「安全は全てに優先する」というのが建設現場などで掲示されていることを見たことはありませんか。「セーフティーファースト」の日本語訳だそうですが、「安全第一」という方がわかりやすいかもしれません。
ただ、この安全に順位があるとしたら、あなたはどう考えますか。
災害対策では、この安全の定義がよく変わります。
発災直後では、安全とは「身体の安全」に他なりません。何を置いてもまずは逃げて自分の命を守ることが最優先される安全です。
発災後は、自分がこの先どうなっていくのかという不安を解消することが優先される安全になってきます。
そして、発災後しばらくすると、今度は収入や仕事、衣食住といった生活の安全が優先されています。
それぞれ全て安全には必要なものなのですが、時期と状況によって優先されるべき安全の順位が異なってくるということで、防災支援活動では時間の経過によって変わるこれらの優先順位にどう答えていくのかが大切になります。
被災後にすべてが元通りになることはありません。

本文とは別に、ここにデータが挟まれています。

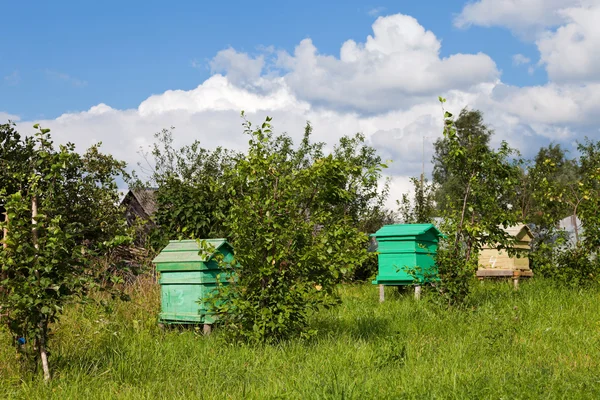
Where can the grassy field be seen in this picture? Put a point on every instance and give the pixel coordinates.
(541, 342)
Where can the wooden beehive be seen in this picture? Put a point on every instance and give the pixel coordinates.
(494, 262)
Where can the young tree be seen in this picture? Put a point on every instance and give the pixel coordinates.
(293, 226)
(192, 199)
(62, 212)
(478, 206)
(474, 137)
(421, 209)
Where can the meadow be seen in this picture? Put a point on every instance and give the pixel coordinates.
(540, 342)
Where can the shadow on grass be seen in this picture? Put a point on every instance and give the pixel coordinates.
(368, 327)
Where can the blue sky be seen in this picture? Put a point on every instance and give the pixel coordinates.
(66, 56)
(117, 72)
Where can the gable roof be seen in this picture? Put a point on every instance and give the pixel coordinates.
(406, 230)
(188, 251)
(516, 230)
(146, 198)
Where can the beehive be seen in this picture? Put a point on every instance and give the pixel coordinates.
(494, 262)
(187, 276)
(404, 248)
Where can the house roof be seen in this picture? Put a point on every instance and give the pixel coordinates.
(405, 230)
(146, 198)
(515, 230)
(188, 251)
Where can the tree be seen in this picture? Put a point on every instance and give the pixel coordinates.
(473, 136)
(62, 212)
(421, 209)
(192, 199)
(479, 205)
(293, 227)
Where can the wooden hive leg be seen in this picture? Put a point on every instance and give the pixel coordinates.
(516, 280)
(417, 292)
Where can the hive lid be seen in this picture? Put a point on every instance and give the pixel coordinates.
(519, 231)
(187, 251)
(396, 230)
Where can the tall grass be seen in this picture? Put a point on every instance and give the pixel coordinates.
(540, 342)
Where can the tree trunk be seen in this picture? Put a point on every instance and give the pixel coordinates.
(44, 323)
(34, 222)
(5, 231)
(43, 352)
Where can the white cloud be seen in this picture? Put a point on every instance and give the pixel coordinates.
(61, 76)
(566, 32)
(520, 59)
(570, 53)
(386, 88)
(4, 117)
(240, 68)
(522, 16)
(398, 66)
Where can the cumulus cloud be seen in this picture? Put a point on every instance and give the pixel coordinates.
(522, 16)
(398, 66)
(61, 76)
(241, 69)
(386, 87)
(570, 53)
(520, 59)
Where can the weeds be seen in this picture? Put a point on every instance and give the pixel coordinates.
(542, 341)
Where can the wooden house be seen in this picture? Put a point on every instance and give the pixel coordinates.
(139, 203)
(498, 263)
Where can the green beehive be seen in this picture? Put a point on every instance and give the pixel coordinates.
(406, 247)
(187, 277)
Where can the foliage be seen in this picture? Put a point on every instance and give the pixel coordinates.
(421, 209)
(293, 227)
(473, 136)
(589, 188)
(542, 339)
(576, 191)
(61, 214)
(478, 207)
(192, 199)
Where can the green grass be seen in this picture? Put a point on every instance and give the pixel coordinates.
(540, 342)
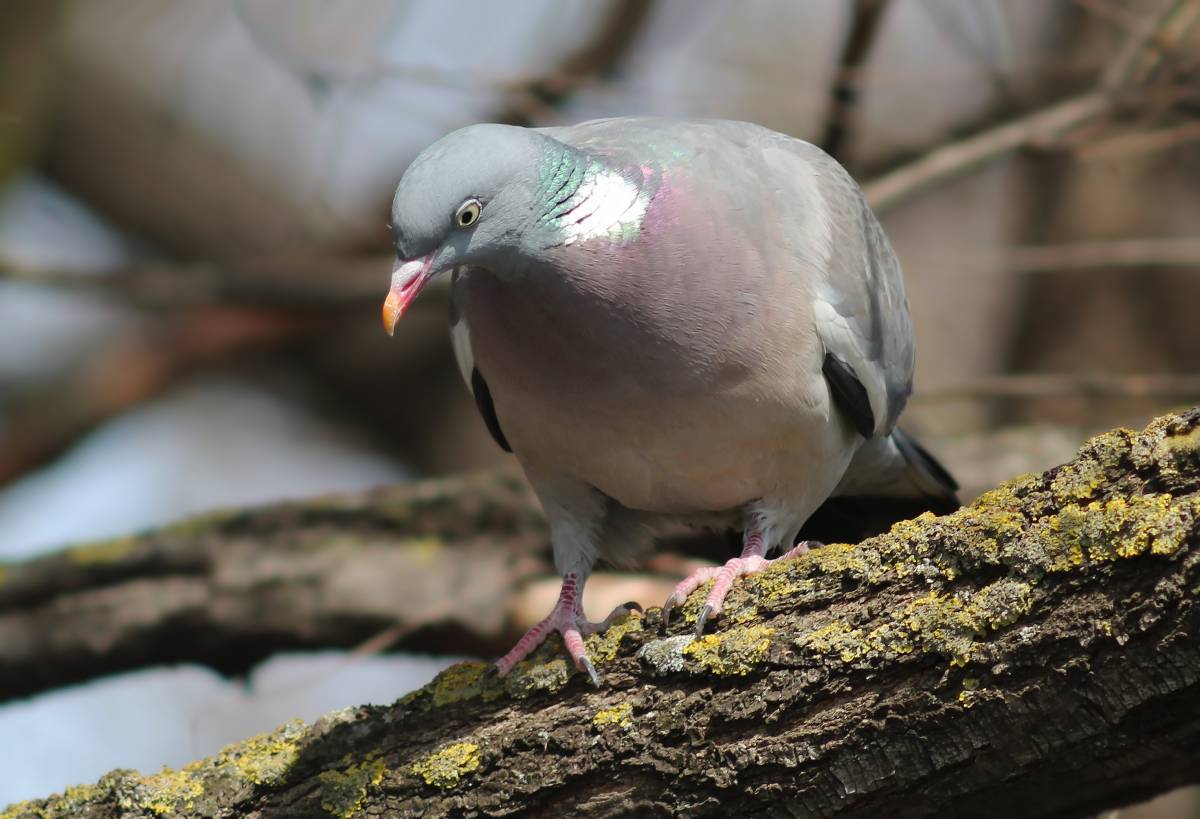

ですが、被災者の居心地のよい安全を確保するためにさまざまな支援を行っていく必要があるのです。
コロナ禍で起きた災害では、災害復旧を支援する人達はかなり限られた状態になりました。その結果、復旧が遅々として進まない状況の場所もあるようです。
そんな中でも、被災者の安全を確保するために、現地の支援者達は様々な知恵や工夫を凝らして活動をしています。
あなたに考えておいて欲しいのは、もしも自分が被災者になったとき、さまざまな安全をどうやって確保するのかということです。自分が対応策を準備しておけば、安全が安心に変わって激しく不安にならなくても済むからです。
そのために作るのがBCP(事業継続化計画。ご家庭の場合だとFCP(家族継続計画)ともいいます)で、実はこれが一番の災害対策といえるかもしれません。
安全の優先順位は変わっていきます。それに合わせた自分が生きるための継続化計画を、きちんと作っておきたいですね。